Hemos disfrutado de un día espléndido de sol, eso sí, mucho frio por la mañana, apenas se superaba el grado de temperatura. En la ida, la ruta se ha desarrollado con normalidad, aunque en la vuelta todo se torció.
Mi hijo Alberto se adelantó bastante, le siguió su amigo Alberto Navarro, y los tres mayores nos quedamos juntos. Al llegar a Arroyomolinos encontramos a mi hijo en la puerta de la Iglesia esperándonos y el otro joven no estaba. Como supimos después, se metió en una finca a hacer sus necesidades, en ese momento pasamos nosotros, y al salir cogió el camino equivocado.
Eran las 16 horas, ya habíamos comido en el pueblo y este chico seguía sin aparecer. Logramos hablar con él, nos envió su ubicación y vimos que se encontraba en Extremadura, y estaba tan fuera de la ruta, que veía imposible ir a su encuentro sin que nos cogiera la noche. Llamamos al 112 y nos dijo que no nos permitían salir con nuestros coches de Andalucía, la Guardia Civil contactó con él para recogerlo, cuando el coche patrulla pasó por delante nuestra, lo paramos, hablamos con ellos y nos permitieron ir con ellos en busca de Alberto Navarro. Tuvimos que ir tras ellos durante 40 kms, atravesando Cabeza La Vaca, y en la carretera de montaña que va al Monasterio de Tentudía por fin lo encontramos. La Guardia Civil se portó muy bien con nosotros, incluso nos llevó hasta Andalucía para evitar que alguien nos pudiera multar por salir sin permiso de la comunidad.
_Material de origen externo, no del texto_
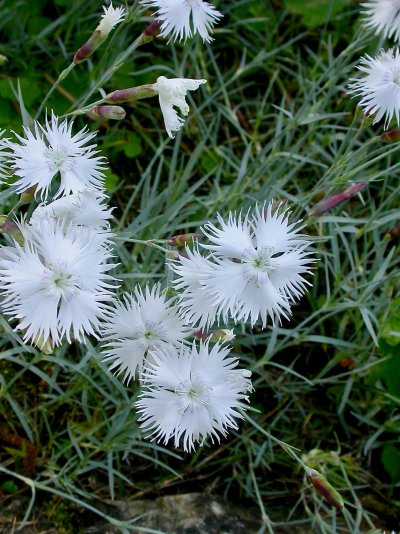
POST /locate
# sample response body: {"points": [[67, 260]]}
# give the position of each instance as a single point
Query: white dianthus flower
{"points": [[172, 93], [383, 16], [191, 393], [254, 269], [142, 322], [182, 18], [380, 87], [52, 149], [56, 285], [112, 16], [193, 272], [82, 209]]}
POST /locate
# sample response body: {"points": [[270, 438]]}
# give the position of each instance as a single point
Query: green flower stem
{"points": [[62, 76], [119, 62]]}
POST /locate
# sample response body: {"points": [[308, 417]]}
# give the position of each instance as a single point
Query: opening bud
{"points": [[321, 484], [130, 94], [112, 16], [109, 112], [152, 30]]}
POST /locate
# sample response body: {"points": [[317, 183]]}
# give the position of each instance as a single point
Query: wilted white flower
{"points": [[182, 18], [191, 393], [52, 149], [83, 209], [383, 16], [172, 93], [56, 284], [112, 16], [142, 322], [380, 87], [254, 269]]}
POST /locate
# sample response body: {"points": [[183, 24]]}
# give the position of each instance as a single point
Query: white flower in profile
{"points": [[383, 16], [181, 19], [111, 17], [172, 93], [83, 209], [191, 393], [49, 150], [258, 265], [141, 322], [56, 285], [380, 87]]}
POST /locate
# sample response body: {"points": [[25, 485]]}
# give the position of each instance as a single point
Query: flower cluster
{"points": [[56, 281]]}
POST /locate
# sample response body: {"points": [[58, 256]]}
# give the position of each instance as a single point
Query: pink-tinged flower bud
{"points": [[130, 94], [12, 229], [181, 239], [394, 232], [334, 200], [112, 16], [320, 483], [391, 137], [109, 112], [173, 255], [221, 335]]}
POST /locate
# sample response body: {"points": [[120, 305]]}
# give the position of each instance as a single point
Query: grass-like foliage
{"points": [[273, 123]]}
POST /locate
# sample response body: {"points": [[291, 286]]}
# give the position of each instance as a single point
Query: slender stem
{"points": [[85, 109], [119, 62], [63, 75], [287, 448], [150, 243]]}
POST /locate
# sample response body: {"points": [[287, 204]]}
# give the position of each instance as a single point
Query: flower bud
{"points": [[391, 137], [112, 16], [320, 483], [182, 239], [130, 94], [334, 200], [109, 112]]}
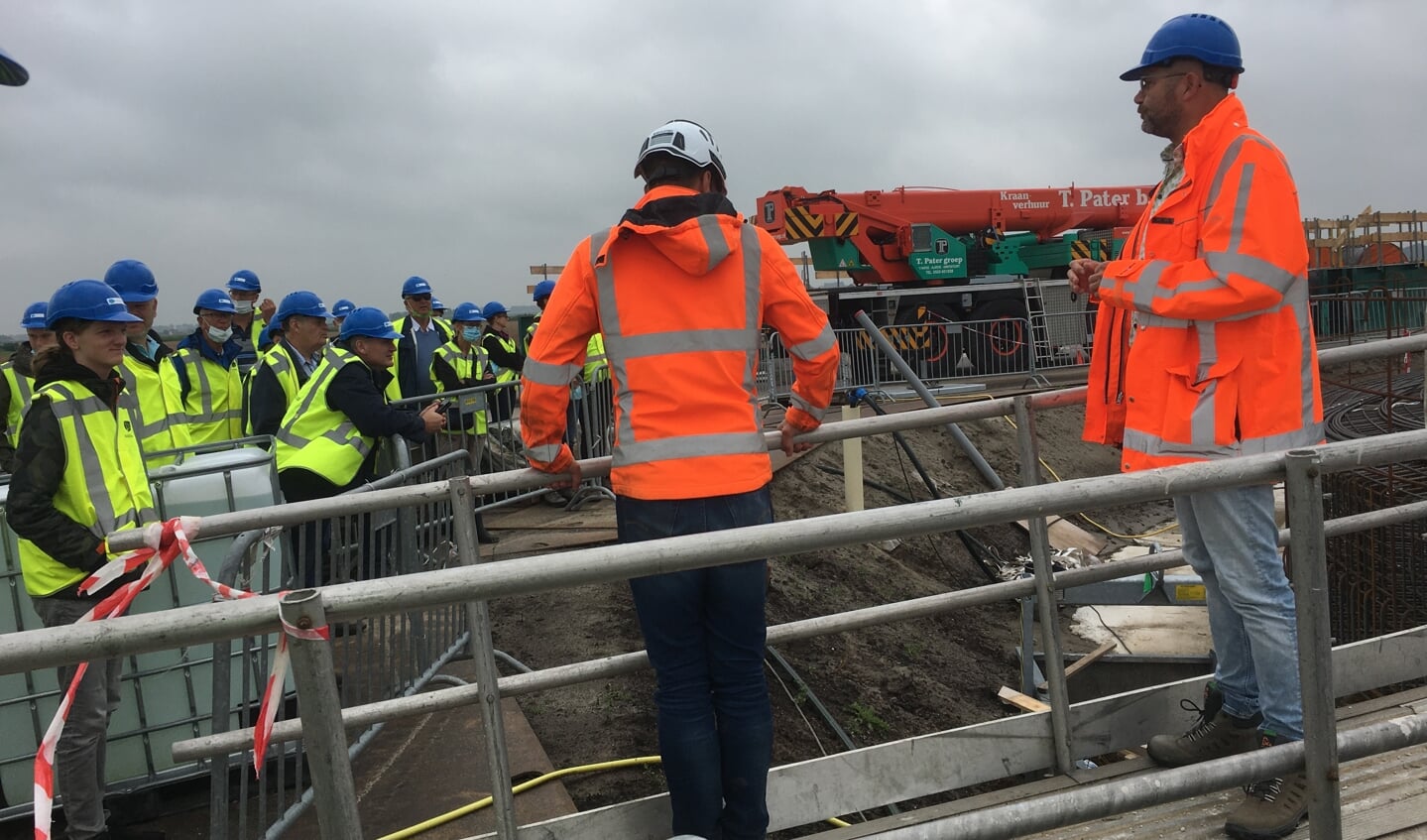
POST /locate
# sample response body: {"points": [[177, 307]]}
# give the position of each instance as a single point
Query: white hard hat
{"points": [[682, 139]]}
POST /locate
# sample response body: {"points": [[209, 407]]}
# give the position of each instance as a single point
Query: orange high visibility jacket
{"points": [[681, 290], [1203, 341]]}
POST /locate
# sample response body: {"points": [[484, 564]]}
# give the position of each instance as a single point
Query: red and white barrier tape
{"points": [[165, 543]]}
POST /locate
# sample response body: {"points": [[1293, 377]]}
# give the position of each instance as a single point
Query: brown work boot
{"points": [[1271, 807], [1216, 735]]}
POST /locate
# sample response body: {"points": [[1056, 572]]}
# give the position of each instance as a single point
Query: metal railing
{"points": [[473, 583]]}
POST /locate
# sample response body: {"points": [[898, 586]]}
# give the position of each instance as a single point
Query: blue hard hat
{"points": [[368, 321], [87, 300], [244, 282], [467, 314], [133, 282], [1190, 36], [33, 316], [416, 286], [214, 300], [10, 71], [299, 304]]}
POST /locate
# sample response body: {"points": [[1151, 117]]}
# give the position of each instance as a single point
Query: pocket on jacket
{"points": [[1199, 411]]}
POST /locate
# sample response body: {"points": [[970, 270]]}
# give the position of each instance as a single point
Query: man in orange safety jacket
{"points": [[681, 290], [1203, 350]]}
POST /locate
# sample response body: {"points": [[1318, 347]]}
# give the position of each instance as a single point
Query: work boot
{"points": [[1216, 735], [1271, 807]]}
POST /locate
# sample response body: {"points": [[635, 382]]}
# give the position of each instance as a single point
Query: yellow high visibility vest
{"points": [[314, 436], [597, 367], [103, 487], [159, 417], [213, 407], [286, 371], [468, 365], [504, 374], [20, 388]]}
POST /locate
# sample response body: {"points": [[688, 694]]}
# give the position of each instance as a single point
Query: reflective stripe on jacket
{"points": [[470, 367], [159, 417], [314, 436], [1203, 341], [213, 406], [103, 488], [681, 306], [20, 388]]}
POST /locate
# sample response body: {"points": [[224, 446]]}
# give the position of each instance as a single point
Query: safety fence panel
{"points": [[374, 660], [1368, 314], [1065, 339], [166, 695], [953, 350]]}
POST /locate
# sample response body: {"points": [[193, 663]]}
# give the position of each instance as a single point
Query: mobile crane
{"points": [[966, 279]]}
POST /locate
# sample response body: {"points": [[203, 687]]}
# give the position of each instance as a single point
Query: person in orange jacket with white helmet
{"points": [[681, 289]]}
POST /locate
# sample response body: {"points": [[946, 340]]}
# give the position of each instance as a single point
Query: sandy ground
{"points": [[881, 683]]}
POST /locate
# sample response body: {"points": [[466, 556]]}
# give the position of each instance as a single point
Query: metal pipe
{"points": [[1307, 552], [1124, 794], [623, 663], [978, 461], [852, 465], [321, 713], [203, 624], [1045, 593], [487, 674]]}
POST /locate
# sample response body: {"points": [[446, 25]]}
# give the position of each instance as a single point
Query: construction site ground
{"points": [[880, 683]]}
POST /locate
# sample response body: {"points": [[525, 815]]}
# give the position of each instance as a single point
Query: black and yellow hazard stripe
{"points": [[1089, 250], [802, 223]]}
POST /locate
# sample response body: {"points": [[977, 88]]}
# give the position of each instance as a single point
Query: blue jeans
{"points": [[1232, 540], [78, 758], [705, 631]]}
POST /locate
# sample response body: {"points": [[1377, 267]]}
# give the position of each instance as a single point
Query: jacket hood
{"points": [[695, 231], [63, 367]]}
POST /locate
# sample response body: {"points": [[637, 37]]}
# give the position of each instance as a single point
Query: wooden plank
{"points": [[1088, 660], [1023, 702], [1066, 535]]}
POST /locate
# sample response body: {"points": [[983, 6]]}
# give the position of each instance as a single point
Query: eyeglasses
{"points": [[1146, 81]]}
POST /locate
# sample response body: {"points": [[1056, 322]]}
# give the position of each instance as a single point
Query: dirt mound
{"points": [[880, 683]]}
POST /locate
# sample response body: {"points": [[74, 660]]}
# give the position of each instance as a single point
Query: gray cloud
{"points": [[343, 146]]}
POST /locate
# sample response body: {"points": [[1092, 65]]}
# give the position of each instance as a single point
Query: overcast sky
{"points": [[341, 146]]}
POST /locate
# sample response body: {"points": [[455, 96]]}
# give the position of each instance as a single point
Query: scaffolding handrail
{"points": [[214, 622]]}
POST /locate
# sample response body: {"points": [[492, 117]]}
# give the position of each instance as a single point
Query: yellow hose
{"points": [[524, 786]]}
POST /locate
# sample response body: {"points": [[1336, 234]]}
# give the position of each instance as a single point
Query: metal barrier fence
{"points": [[452, 586], [946, 352], [590, 433], [374, 658], [1371, 314]]}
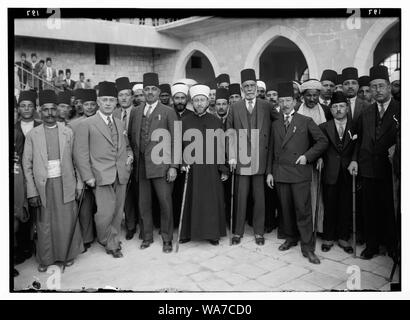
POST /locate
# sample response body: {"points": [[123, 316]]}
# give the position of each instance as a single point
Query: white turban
{"points": [[137, 86], [199, 89], [395, 76], [261, 84], [311, 84], [179, 87]]}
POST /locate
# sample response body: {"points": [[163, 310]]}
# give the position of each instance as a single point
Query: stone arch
{"points": [[187, 52], [267, 37], [364, 55]]}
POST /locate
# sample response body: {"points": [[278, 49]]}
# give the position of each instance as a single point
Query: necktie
{"points": [[341, 131], [109, 123], [382, 110], [250, 106], [287, 122]]}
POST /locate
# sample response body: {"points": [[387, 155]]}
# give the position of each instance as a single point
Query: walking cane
{"points": [[182, 210], [317, 205], [354, 213], [75, 225], [231, 217]]}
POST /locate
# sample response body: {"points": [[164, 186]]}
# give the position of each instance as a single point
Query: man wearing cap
{"points": [[204, 215], [364, 89], [139, 98], [254, 116], [51, 186], [395, 85], [165, 95], [68, 80], [296, 142], [223, 81], [320, 114], [104, 162], [63, 105], [25, 108], [377, 132], [151, 174], [88, 207], [328, 80], [336, 178], [350, 88], [261, 89], [124, 113], [234, 93], [179, 93]]}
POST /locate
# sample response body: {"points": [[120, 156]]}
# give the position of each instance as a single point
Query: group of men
{"points": [[140, 149]]}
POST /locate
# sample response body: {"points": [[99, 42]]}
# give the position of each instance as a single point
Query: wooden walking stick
{"points": [[182, 210], [232, 203], [75, 225], [354, 212]]}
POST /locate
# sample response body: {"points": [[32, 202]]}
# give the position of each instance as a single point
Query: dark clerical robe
{"points": [[55, 221], [204, 212]]}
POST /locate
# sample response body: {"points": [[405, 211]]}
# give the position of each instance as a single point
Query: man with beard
{"points": [[395, 85], [204, 208], [165, 95], [350, 88], [179, 93], [261, 89], [123, 113], [51, 186], [139, 98], [152, 175], [377, 129], [63, 106], [234, 93], [364, 89], [328, 81], [25, 108], [88, 207]]}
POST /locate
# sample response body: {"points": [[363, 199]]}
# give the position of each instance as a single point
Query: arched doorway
{"points": [[387, 51], [199, 68], [282, 60]]}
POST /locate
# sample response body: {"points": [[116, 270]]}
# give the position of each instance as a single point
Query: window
{"points": [[392, 62], [102, 53]]}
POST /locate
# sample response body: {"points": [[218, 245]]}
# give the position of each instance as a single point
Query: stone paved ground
{"points": [[201, 267]]}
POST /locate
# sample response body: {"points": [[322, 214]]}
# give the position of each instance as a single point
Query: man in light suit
{"points": [[250, 115], [102, 158], [291, 155], [124, 113], [144, 120]]}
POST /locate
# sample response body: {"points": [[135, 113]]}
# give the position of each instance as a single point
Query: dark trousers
{"points": [[297, 221], [338, 208], [242, 186], [163, 191], [378, 213]]}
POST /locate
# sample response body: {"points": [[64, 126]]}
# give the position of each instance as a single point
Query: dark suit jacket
{"points": [[334, 158], [372, 153], [237, 120], [163, 117], [286, 147]]}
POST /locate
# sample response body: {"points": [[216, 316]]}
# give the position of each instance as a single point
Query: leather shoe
{"points": [[236, 240], [368, 253], [311, 257], [130, 234], [214, 242], [260, 240], [326, 247], [167, 247], [146, 243], [287, 245]]}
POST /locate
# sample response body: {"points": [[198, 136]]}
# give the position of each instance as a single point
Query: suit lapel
{"points": [[103, 128]]}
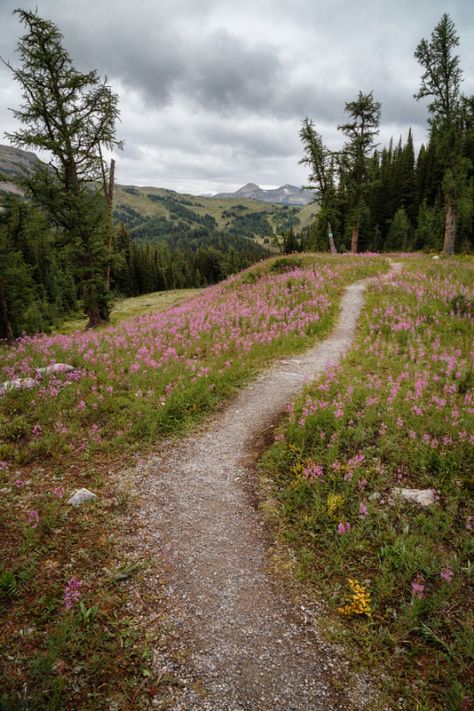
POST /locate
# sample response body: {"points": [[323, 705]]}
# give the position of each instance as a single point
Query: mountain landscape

En definitiva, un día que no olvidaremos. Siempre se debe ir en grupo, es la manera de evitar disgustos.





















De incidentes de este tipo, hay que tomar buena nota, aprender y rectificar en lo que corresponda. Existen un montón de coas que se puede hacer para que esto no se produzca, empezando por marchar SIEMPRE en grupo, sin rebasar NUNCA, pero NUNCA, NUNCA a quien va en cabeza, que debe ser el guía, ni quedarse rezagado de quien cierra el grupo, designado expresamente; y si alguien ha de separarse, por alguna razón, el cabeza y el cola TIENEN QUE SABERLO, retrasando el avance hasta que ese alguien no se reincorpore. La utilización de silbatos – los hay específicos para actividades como la nuestra- son una muy buena herramienta, lo mismo que el teléfono móvil y si es posible con cargador extra.